I really think you hit the nail on the head. The American Red Cross is a perfect example of too big and failing. I remember when Elizabeth Dole was their Director, worked 100 plus or minus days a year and was paid a couple of millions dollars, in those days. From the news reports I got, they had so many problems in providing services during Hurricane Sandy that the National Guard finally got bottled water in to the victims 34 days after the storm. Excellentcomment SLOthinker!

Another problem is where politicians belong to many, many boards and committees, some of which never actually meet, or meet once or twice a year, yet receive pay (or “reimbursements) which can really inflate the politicians’ incomes.

This was a big issue in the City of Bell scandal, where they were paid to attend committee meetings, when the committee meetings weren’t even held or were token-held (i.e., at the end of a city council meeting, they would open and close a committee meetings within one minute, and collect pay for it).

This practice of belonging to many community committees and/or organizations also horribly cronyfies a local government.

Question: Are the local tax monies that are being given to CAPSLO earmarked to stay in SLO County or can they be spent in one of the other eight counties that CAPSLO serves?

Sorry, taxpapyer, it’s government accounting, we will never know. Just ask Jerry Brown and his balanced budget approach because the budget is already in the hole because the projected income for the State, already fell short in January. All of it is a joke!
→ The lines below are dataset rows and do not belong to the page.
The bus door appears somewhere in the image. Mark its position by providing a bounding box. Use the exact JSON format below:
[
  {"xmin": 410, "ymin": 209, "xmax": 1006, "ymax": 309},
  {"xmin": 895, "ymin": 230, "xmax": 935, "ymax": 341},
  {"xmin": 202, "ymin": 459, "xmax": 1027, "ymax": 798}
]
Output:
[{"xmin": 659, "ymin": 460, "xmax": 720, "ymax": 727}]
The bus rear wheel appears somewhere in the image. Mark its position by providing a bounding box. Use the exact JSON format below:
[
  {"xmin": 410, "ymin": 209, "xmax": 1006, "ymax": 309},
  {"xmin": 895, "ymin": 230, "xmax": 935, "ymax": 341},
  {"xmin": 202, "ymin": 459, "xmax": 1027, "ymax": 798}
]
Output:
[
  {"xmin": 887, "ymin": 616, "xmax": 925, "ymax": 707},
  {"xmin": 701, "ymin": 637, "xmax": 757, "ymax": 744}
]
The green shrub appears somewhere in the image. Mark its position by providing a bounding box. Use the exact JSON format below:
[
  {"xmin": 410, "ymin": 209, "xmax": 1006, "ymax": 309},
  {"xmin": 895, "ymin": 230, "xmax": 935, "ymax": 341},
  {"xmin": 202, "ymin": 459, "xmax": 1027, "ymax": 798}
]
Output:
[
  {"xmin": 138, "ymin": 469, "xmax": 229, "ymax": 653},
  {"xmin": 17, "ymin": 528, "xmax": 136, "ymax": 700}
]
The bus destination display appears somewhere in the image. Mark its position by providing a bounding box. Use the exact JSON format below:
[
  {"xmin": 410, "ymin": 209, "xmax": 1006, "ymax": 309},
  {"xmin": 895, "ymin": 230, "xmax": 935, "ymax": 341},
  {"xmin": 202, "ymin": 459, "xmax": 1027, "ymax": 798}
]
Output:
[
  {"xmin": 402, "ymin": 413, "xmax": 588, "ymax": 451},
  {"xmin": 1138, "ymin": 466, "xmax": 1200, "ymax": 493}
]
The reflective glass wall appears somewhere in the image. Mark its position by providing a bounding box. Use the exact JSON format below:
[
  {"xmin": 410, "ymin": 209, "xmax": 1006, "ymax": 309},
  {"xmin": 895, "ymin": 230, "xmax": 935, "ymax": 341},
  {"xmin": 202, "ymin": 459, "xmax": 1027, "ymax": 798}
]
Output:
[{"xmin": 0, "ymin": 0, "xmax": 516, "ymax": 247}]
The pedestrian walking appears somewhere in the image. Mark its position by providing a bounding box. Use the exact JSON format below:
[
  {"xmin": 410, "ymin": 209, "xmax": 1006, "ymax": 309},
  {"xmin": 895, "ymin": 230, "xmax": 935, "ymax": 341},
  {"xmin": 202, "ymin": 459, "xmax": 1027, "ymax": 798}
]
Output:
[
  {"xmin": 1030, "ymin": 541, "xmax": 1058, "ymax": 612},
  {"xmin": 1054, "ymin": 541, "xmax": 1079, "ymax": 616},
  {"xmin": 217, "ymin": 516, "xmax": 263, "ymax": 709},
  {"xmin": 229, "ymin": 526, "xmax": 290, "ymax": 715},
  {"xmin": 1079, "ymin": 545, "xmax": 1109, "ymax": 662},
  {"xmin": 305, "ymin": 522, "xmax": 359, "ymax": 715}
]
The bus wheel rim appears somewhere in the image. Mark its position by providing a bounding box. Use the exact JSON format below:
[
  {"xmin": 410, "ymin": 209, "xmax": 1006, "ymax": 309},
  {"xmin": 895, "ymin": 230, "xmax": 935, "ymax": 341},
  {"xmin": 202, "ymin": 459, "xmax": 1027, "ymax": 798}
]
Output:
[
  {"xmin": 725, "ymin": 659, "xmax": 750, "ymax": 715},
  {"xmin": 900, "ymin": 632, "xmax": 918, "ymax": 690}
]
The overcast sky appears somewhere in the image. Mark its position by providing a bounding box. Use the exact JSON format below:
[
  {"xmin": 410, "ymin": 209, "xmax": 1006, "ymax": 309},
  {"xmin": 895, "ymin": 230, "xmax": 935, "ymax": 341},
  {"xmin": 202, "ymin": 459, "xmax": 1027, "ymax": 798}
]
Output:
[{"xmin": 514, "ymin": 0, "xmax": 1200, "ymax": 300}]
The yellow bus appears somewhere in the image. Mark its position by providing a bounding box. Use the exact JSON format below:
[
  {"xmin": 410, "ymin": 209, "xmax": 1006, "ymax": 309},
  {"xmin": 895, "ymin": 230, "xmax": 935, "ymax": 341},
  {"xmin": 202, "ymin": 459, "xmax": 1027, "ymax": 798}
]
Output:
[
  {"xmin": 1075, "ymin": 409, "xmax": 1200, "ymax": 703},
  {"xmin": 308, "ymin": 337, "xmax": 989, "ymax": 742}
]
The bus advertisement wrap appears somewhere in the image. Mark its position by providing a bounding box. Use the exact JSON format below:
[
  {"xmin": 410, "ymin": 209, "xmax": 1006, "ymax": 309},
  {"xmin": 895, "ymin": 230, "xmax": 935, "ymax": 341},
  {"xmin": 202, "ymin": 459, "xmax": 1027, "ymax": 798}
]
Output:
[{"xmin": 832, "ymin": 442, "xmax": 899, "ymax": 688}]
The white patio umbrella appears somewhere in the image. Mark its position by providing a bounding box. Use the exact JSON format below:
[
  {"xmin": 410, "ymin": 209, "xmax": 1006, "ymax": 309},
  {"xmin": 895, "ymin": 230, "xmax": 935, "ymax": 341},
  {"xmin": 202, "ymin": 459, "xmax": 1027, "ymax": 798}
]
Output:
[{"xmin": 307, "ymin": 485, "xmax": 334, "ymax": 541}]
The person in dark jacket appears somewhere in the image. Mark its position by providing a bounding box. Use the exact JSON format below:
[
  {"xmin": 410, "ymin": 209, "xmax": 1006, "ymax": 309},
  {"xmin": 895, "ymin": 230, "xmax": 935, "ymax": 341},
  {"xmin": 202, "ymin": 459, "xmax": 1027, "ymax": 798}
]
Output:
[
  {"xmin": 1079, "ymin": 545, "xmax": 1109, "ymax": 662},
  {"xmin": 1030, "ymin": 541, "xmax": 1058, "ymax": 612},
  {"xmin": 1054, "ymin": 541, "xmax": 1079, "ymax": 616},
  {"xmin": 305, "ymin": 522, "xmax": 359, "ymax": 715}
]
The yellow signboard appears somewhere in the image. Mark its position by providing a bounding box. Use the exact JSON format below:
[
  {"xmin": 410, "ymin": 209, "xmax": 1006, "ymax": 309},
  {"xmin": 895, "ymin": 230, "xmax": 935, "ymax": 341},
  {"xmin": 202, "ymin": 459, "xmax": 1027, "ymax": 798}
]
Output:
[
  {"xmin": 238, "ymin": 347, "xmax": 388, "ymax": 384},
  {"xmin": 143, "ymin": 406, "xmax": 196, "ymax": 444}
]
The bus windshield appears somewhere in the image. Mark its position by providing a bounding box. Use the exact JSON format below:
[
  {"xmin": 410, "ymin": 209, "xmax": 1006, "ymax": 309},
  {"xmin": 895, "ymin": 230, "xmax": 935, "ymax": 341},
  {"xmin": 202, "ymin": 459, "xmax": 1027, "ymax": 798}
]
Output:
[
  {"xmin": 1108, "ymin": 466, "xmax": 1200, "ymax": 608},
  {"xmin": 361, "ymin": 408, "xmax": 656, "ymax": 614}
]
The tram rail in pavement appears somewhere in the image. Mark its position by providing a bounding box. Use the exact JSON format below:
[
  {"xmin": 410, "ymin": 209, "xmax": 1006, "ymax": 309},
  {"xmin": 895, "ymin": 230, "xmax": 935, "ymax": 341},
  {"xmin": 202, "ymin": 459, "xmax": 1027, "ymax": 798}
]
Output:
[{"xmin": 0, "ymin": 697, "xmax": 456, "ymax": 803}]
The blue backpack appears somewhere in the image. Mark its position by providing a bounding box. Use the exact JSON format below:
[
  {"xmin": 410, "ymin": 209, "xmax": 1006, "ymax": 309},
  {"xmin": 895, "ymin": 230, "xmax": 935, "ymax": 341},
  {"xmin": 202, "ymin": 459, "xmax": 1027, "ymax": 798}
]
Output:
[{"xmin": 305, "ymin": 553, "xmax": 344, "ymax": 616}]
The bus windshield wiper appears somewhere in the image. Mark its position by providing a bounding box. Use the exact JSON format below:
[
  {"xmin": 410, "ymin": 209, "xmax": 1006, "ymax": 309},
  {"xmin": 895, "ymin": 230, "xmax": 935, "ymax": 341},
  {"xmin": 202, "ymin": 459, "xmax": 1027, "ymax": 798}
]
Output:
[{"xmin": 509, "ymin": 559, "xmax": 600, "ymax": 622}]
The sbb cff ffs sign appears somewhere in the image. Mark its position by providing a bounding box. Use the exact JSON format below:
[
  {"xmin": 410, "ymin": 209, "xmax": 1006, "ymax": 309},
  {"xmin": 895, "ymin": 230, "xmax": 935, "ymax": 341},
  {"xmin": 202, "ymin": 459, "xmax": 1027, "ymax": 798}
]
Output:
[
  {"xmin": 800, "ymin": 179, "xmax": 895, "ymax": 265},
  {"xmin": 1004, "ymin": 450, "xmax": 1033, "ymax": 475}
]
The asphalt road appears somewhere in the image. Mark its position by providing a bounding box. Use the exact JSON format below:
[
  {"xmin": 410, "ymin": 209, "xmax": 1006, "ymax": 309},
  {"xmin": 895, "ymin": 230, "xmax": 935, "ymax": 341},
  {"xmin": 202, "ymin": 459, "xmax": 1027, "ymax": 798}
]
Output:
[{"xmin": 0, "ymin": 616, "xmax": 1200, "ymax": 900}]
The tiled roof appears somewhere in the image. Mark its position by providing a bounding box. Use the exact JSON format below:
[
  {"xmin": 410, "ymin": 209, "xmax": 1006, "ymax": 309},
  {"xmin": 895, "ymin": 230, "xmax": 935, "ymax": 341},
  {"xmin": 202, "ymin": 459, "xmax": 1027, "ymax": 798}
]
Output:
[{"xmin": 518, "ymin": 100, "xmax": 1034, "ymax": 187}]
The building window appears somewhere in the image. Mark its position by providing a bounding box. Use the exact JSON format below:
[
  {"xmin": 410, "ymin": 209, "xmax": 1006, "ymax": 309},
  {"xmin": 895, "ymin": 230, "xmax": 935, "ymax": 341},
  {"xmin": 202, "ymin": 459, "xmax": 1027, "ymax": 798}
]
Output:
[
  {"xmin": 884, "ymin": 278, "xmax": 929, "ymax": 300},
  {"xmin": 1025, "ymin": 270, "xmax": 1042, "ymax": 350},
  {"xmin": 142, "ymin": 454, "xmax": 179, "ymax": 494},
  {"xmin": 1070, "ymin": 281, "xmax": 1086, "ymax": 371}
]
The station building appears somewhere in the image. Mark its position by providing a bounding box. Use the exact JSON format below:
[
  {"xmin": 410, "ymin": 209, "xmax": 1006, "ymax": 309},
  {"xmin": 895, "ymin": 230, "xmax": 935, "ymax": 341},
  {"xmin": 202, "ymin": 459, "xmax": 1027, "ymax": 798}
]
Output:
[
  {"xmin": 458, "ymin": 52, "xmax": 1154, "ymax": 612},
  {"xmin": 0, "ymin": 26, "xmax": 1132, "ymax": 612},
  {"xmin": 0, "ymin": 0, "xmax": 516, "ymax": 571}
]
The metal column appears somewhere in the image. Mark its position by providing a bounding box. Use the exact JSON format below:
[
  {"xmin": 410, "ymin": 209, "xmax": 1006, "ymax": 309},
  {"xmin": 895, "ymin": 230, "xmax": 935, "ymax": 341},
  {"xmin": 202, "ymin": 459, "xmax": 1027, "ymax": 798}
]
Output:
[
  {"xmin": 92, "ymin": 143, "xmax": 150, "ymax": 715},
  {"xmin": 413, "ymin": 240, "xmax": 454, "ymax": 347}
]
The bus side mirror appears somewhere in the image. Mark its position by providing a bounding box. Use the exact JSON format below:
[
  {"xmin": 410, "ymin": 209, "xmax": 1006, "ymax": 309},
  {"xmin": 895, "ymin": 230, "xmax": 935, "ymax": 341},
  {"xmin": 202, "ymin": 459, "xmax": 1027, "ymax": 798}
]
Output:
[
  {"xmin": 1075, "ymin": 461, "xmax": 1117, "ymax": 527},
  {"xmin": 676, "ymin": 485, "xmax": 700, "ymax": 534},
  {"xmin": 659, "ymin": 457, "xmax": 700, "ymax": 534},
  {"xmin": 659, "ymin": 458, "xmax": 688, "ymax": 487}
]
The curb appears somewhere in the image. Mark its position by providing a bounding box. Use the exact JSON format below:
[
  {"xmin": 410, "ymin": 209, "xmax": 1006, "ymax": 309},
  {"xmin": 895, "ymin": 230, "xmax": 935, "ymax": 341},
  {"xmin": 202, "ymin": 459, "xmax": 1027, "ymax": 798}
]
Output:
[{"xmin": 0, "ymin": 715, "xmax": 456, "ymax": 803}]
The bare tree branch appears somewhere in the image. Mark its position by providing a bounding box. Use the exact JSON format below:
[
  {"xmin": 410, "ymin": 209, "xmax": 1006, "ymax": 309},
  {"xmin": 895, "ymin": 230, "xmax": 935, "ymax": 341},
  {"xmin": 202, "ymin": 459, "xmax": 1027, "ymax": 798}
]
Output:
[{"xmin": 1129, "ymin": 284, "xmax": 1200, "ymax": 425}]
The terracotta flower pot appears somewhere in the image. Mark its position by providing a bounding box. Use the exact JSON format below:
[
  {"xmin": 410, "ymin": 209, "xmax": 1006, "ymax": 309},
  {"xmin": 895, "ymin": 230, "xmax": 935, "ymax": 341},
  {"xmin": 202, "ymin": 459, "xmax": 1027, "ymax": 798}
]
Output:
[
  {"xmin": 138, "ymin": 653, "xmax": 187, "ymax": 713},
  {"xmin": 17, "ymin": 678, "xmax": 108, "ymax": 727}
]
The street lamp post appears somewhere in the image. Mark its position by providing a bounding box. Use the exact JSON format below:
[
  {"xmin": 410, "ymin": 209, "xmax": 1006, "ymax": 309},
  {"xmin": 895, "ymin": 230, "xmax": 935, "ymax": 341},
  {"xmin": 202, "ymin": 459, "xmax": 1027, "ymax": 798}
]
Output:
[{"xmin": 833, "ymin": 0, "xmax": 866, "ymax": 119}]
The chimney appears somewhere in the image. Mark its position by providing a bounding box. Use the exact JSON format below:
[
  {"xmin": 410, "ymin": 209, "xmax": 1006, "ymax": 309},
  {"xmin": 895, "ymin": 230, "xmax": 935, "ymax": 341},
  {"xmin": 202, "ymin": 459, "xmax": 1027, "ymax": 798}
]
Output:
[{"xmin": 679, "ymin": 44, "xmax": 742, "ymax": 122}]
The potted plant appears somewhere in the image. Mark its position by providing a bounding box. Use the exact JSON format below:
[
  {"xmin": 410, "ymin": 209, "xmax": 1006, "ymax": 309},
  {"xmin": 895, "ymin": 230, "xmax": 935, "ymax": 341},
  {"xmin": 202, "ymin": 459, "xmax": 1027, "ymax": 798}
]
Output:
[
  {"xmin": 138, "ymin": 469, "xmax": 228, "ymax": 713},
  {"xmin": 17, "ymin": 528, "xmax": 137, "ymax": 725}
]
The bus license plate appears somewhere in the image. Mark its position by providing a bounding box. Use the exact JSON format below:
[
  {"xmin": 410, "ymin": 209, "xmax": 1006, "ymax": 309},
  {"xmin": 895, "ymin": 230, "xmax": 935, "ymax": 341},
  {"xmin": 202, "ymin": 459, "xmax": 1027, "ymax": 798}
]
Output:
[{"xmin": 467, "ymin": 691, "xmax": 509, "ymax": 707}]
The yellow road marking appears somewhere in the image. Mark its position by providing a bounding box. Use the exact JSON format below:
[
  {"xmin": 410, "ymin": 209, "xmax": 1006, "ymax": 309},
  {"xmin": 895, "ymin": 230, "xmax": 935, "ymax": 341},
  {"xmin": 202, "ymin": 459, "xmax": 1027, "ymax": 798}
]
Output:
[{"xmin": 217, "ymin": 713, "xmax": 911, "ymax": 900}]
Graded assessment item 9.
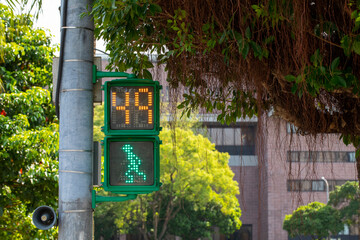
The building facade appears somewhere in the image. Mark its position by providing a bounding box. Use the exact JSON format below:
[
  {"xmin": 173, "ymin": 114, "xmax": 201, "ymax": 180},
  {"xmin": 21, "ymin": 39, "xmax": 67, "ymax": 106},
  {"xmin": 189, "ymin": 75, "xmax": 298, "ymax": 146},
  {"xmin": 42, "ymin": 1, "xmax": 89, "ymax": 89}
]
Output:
[{"xmin": 97, "ymin": 55, "xmax": 359, "ymax": 240}]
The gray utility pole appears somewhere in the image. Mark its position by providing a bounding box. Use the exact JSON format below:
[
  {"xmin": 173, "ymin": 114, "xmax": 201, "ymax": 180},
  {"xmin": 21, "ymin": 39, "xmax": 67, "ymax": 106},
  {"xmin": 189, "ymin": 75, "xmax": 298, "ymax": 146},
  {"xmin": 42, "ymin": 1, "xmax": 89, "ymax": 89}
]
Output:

The answer to your question is that CAPSLO funds most programs from government grants specifically for a given program and maintains separate accounting for each one. The out-of-county Head Start programs are funded by and audited by the state and federal government agencies responsible for them. If there are any SLO County tax monies sent out-of-county, it would have to be done on a very small scale in a very discreet way to avoid detection. I doubt it would be worth the trouble and I suspect that, if anything, the opposite would be more likely to occur.

Thanks. So we won’t know whether or not it’s been done without seeing those separate accounts. Where exactly are the local tax dollars and individual donor”s money being spent and for what? Those are valid questions and need to be answered.

Hello? Just because grant money is supposed to be spent in a certain way does not mean it is spent that way.

Government audits are a nice concept, but government audits didn’t turn up the homeless-funding scam run by CAPSLO, did they?

Audits are not the Baby Jesus many dishonest government workers would like the public to believe they are.

I’ve worked in a local government agency, and it is very easy to screw around with an audit. They rely on the information presented by the agency and, IMO, would not find an scams like CAPSLO’s off-budget accounting for homeless funds, charging homeless for services they did not receive, etc.